“Kids tend to go where they have the area of least resistance,” Montgomery County Executive Isiah Leggett (D) said of his county’s lack of a curfew. “We sort of stand alone. As a result you get the residual effect of people going where the opportunities are.”
Police point to one recent incident in which as many as 70 young people, including suspected gang members, gathered in downtown Silver Spring during the July 4 weekend. Many arrived on bus or Metro, police said. Several fights broke out, and one ended with the stabbing of a teenage girl, officials said. She survived.
“I don’t want to wait until they have escalated completely out of hand,” Leggett said.
Neither Leggett’s office nor the police department could provide statistics Tuesday on recent juvenile crime trends.

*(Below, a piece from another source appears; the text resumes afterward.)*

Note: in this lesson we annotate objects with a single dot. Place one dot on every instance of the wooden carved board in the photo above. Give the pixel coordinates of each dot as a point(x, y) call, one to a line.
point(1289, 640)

From 2007 until 2010, the most recent gang-data available, gang-related incidents and crimes decreased in the county each year — from 507 to 232.
But police officers on the streets report they are encountering problems with teens who hang out in public areas into the early morning hours, officials said.
“We’re seeing an uptick,” said Assistant Police Chief Wayne Jerman.
An area of prime concern is one of Montgomery’s most bustling spots on weekend nights, downtown Silver Spring, with its movie theaters, wide sidewalks and restaurants. Leaders in Silver Spring, and families who gather there, take pride in the diversity of the crowd and, for the most part, its good behavior.
But officers also say that as nights wear on, particularly past 10, the crowd changes.
“It’s challenging,” said Capt. Donald Johnson, commander of the police district in and around Silver Spring. “I often compare it with the boardwalk in Ocean City at the time of night.”
Police stressed that the curfew would be valuable in other hot spots in the county beyond Silver Spring. It would ban people younger than 18 from public places after midnight on Friday and Saturday, and after 11 p.m. on other nights. They could be back out at 5 a.m.
The legislation provides exceptions — travel to a job and emergencies, for example.
Under the proposal, youths picked up would be taken to a police station and released to a parent or guardian. Later, a court could order community service for the child. And parents could be required to take parenting classes.
In Prince George’s County, youths under 17 cannot be in public places after midnight on weekends and after 10 p.m. on other nights. In the District, youths under 17 cannot be in public places after midnight on weekends and after 11 p.m. on other nights. The cutoff extends to midnight for all nights during the summer.
Alex Porter, 16, a student at Sherwood High School in Sandy Spring who was out one recent night for dinner with a friend and his mother, said he thinks the legislation is unnecessary. He and his friends, he said, don’t wander the streets at night or get involved in fights.
The curfew is “not like a bad idea, and I understand the motivation, but I still think it should stay within the family,” Porter said. But, he admitted, “I know there’re people at my school who will do things like that.”
Most kids well-behaved
Council member Marc Elrich (D-At Large) said he wants to study the idea further.
“Curfews are tough, because 99 percent of kids don’t do anything wrong,” Elrich said, but added, “The last thing we need is Silver Spring or Wheaton getting a reputation as a place where gangs hang out.”
Montgomery County Council President Valerie Ervin (D-Silver Spring) introduced the curfew legislation Tuesday at Leggett’s request. She said that the council would study whether the curfew should be applied throughout the county and, if so, how. If a county curfew is passed, for example, the jurisdictions of Rockville and Gaithersburg might have to implement similar legislation to avoid being curfew-free zones.
Given the time needed to study the measure, a curfew probably would not go into effect until at least September, council members said.
Teenagers and young adults interviewed in Silver Spring and Bethesda over the past two days expressed divergent opinions.
Elisabeth Cass, 20, who was at the food court at the Westfield Montgomery Shopping Mall in Bethesda on Tuesday afternoon, said a curfew would have a “tremendous” effect in the area. When she was younger, Cass said, she and her friends partied at night, and some of them drank until they blacked out.
“I was a crazy high school kid, but I’m not in high school anymore,” Cass said.
Also at the food court was Shaine Cohen, 13, and a friend, who described themselves as “nocturnal” and questioned the wisdom of the curfew. At sleepovers, they said, they sometimes get bored and walk outside late at night.
“Maybe I can’t go to sleep, so I walk around,” Cohen said.